The investors include a new fund floated by former Tiger Global executive Lee Fixel. This marks the first investment in India by Addition, which Fixel floated earlier this year after quitting Tiger Global.
Fixel is known in India mostly for leading Tiger Global’s investment in online retailer Flipkart.
The two other investors who backed Public App are SIG Global, operated by US-based quantitative trading firm Susquehanna International Group; and Tanglin Venture Partners, a venture capital fund floated by former Tiger Global executives Ravi Venkatesh and Edwina Yeo.
Public App said in a statement it will use the funds to grow its content offerings and for hiring. It will also use the funds to upgrade its technology.

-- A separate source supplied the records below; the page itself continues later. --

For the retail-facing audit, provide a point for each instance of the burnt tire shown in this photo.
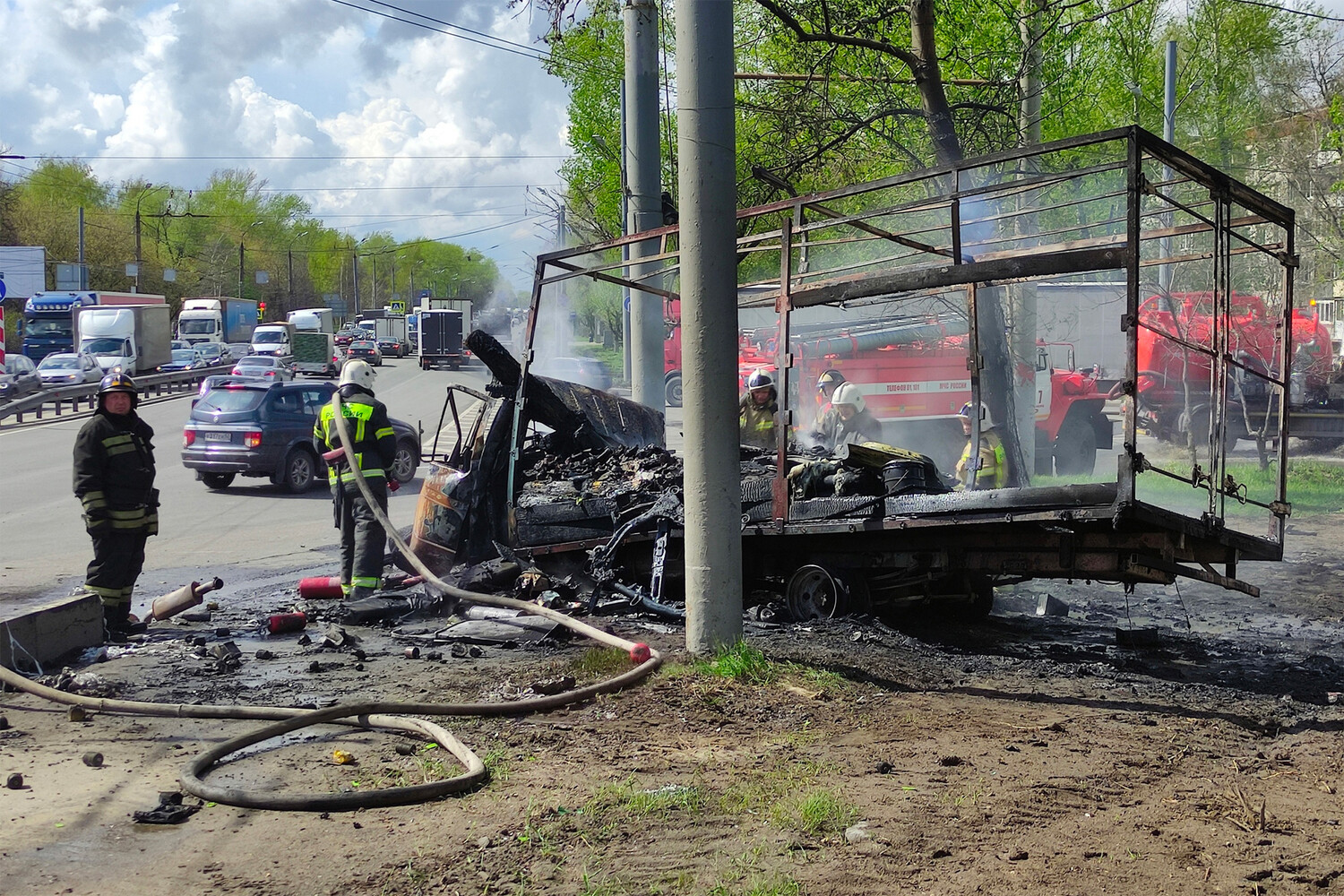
(297, 471)
(672, 392)
(215, 481)
(405, 461)
(1075, 447)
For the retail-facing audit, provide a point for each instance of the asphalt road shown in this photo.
(245, 530)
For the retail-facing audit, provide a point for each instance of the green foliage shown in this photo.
(203, 236)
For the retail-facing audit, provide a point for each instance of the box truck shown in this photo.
(48, 319)
(314, 319)
(276, 338)
(134, 338)
(314, 352)
(441, 333)
(217, 319)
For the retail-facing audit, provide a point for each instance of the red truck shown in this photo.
(1174, 379)
(913, 378)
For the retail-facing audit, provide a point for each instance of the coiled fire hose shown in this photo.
(386, 715)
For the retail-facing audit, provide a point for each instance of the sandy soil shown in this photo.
(1024, 754)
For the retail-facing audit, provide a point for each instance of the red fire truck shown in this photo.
(1174, 381)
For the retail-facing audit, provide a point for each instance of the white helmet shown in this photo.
(986, 419)
(359, 374)
(849, 394)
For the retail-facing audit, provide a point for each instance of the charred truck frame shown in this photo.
(964, 246)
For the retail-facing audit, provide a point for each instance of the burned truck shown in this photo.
(545, 468)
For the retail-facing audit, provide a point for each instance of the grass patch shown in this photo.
(599, 662)
(632, 801)
(742, 664)
(816, 813)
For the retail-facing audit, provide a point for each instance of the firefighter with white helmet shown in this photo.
(115, 479)
(989, 468)
(855, 422)
(362, 536)
(757, 410)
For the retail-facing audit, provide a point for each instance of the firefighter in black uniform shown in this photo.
(115, 478)
(362, 536)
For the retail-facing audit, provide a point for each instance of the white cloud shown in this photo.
(297, 78)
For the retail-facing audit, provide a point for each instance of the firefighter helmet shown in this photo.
(986, 419)
(849, 394)
(118, 382)
(358, 374)
(760, 379)
(831, 378)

In January, Public App had said that it had registered 10 million users within six months of its beta launch. The app allows people to record and share whatever is happening around them in various vernacular languages including Hindi, Bengali, Punjabi, Telugu, Tamil, Kannada, Malayalam, Odia, Assamese, Gujarati and Marathi.

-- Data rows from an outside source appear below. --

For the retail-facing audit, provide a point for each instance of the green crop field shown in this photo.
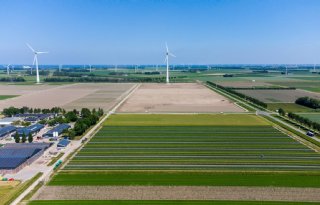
(185, 120)
(124, 152)
(315, 117)
(165, 202)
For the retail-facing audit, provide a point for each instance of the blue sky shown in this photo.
(135, 31)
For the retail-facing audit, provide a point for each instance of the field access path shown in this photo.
(76, 145)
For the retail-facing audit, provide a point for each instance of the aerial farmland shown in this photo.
(134, 102)
(188, 152)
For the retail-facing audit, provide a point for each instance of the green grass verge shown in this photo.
(164, 202)
(185, 120)
(186, 178)
(315, 117)
(3, 97)
(19, 190)
(55, 159)
(289, 107)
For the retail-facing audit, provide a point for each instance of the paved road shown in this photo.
(74, 146)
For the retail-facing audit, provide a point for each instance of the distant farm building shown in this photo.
(63, 143)
(29, 117)
(58, 129)
(8, 120)
(6, 131)
(33, 129)
(13, 157)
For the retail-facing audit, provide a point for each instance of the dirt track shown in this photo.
(177, 193)
(177, 98)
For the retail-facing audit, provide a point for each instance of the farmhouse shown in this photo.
(13, 157)
(58, 129)
(31, 129)
(63, 143)
(6, 131)
(8, 120)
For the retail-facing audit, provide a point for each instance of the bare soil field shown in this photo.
(177, 98)
(74, 96)
(177, 193)
(283, 96)
(244, 84)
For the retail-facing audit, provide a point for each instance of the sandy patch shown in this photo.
(246, 84)
(74, 96)
(177, 193)
(180, 98)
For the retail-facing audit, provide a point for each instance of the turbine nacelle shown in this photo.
(35, 60)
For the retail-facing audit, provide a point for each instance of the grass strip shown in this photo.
(186, 178)
(21, 189)
(55, 159)
(164, 202)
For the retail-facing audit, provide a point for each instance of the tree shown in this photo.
(282, 112)
(85, 112)
(17, 137)
(71, 116)
(30, 138)
(24, 138)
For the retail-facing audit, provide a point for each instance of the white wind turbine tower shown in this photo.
(35, 61)
(167, 61)
(8, 69)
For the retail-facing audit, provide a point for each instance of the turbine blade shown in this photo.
(172, 55)
(34, 60)
(30, 48)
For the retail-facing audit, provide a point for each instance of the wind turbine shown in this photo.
(167, 61)
(35, 61)
(8, 69)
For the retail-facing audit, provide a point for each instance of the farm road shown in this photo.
(178, 193)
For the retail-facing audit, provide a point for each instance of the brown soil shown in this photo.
(179, 98)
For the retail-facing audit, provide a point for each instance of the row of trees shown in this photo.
(88, 118)
(8, 112)
(12, 79)
(243, 96)
(308, 102)
(304, 121)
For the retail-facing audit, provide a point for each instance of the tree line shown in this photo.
(303, 120)
(12, 79)
(308, 102)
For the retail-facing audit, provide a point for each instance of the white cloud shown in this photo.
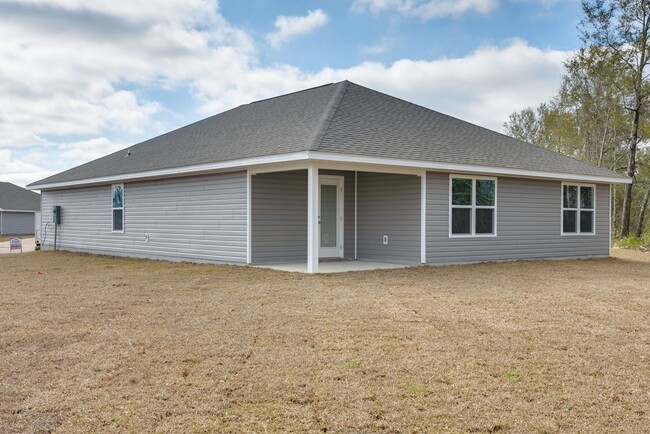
(86, 150)
(381, 46)
(19, 171)
(427, 9)
(73, 72)
(288, 27)
(483, 87)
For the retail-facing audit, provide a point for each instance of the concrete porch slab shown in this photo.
(336, 266)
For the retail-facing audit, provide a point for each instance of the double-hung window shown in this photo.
(578, 209)
(118, 207)
(472, 206)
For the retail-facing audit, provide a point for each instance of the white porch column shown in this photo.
(249, 217)
(312, 218)
(423, 217)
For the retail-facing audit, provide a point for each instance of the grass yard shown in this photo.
(100, 344)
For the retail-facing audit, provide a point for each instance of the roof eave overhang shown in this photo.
(331, 157)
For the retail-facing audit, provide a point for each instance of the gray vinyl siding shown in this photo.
(200, 218)
(528, 224)
(279, 217)
(388, 204)
(17, 223)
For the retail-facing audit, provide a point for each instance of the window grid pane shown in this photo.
(569, 221)
(461, 191)
(570, 196)
(118, 219)
(586, 222)
(586, 197)
(485, 192)
(460, 221)
(484, 223)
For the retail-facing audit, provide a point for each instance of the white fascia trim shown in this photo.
(334, 157)
(232, 164)
(449, 167)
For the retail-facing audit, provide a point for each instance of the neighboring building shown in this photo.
(19, 210)
(337, 171)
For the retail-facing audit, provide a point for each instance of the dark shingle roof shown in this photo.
(342, 118)
(17, 198)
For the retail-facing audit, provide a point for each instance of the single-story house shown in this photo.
(19, 210)
(336, 171)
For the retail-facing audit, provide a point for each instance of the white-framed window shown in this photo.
(578, 209)
(472, 206)
(117, 191)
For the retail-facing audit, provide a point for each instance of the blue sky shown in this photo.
(80, 79)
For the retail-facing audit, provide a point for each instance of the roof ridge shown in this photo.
(325, 121)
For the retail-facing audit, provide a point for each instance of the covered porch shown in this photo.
(333, 217)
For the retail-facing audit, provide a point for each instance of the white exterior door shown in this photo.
(330, 216)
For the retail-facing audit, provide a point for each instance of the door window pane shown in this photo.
(569, 224)
(460, 220)
(328, 216)
(586, 222)
(484, 221)
(587, 197)
(461, 191)
(484, 192)
(570, 196)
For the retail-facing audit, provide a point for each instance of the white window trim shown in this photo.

Azhar Iqubal, founder and CEO of Public App, said the app currently has more than 50 million active users. Over one million videos are being created every month on the app.

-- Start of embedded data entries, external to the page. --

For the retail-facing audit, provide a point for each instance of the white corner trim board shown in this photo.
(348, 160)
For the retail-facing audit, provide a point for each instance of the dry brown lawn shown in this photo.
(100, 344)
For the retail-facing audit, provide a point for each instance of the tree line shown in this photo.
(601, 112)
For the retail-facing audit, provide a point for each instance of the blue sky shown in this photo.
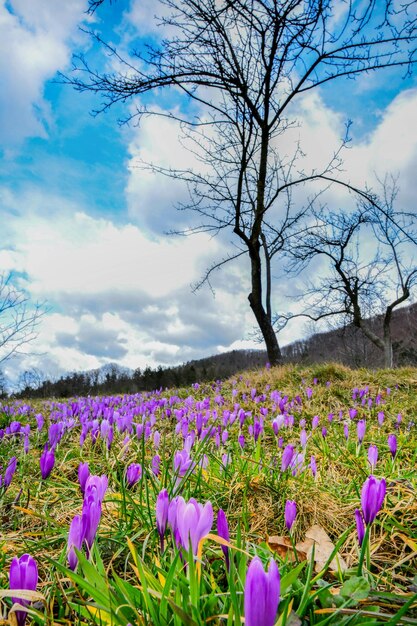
(83, 228)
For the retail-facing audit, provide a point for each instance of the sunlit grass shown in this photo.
(128, 580)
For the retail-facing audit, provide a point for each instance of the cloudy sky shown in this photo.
(83, 228)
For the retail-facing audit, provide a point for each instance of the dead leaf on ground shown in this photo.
(323, 548)
(283, 547)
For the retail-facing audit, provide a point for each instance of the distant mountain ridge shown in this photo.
(345, 345)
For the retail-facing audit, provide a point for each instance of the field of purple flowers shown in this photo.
(282, 497)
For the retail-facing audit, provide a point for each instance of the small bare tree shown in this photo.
(246, 63)
(19, 319)
(371, 266)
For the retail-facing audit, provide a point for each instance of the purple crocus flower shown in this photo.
(361, 428)
(372, 497)
(313, 465)
(372, 455)
(156, 463)
(352, 413)
(46, 462)
(10, 470)
(223, 532)
(97, 487)
(162, 507)
(392, 445)
(23, 575)
(90, 518)
(360, 526)
(182, 462)
(287, 457)
(83, 475)
(261, 594)
(133, 474)
(75, 540)
(194, 522)
(290, 514)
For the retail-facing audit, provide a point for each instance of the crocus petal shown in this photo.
(255, 593)
(272, 597)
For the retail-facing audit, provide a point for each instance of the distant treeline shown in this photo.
(113, 379)
(343, 345)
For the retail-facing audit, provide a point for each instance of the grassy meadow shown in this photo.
(245, 446)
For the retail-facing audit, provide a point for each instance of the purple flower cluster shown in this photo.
(84, 527)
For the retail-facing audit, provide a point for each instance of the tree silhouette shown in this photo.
(245, 63)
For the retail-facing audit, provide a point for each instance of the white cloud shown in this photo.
(34, 44)
(116, 295)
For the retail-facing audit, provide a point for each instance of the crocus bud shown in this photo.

Noida-based Inshorts had last raised $5 million from existing investor Tiger Global in a bridge round of funding in 2017.
Inshorts was started in 2013 by Deepit Purkayastha, an IIT Kharagpur dropout, along with IIT Delhi dropouts Iqubal and Anunay Arunav. It secured a seed round of funding in June 2014.
The broader social network and content creation platforms have been attracting a lot of interest from investors as they seek to tap into people from smaller cities primarily engaged on the internet in their vernacular languages.
Just last week, Twitter-backed ShareChat raised $40 million in a pre-Series E funding round from a clutch of investors to boost its short video platform Moj.
Earlier this year, artificial intelligence-based vernacular content startup Instoried received funding from US-based venture capital firm SOSV and its Chinese arm Chinaccelerator.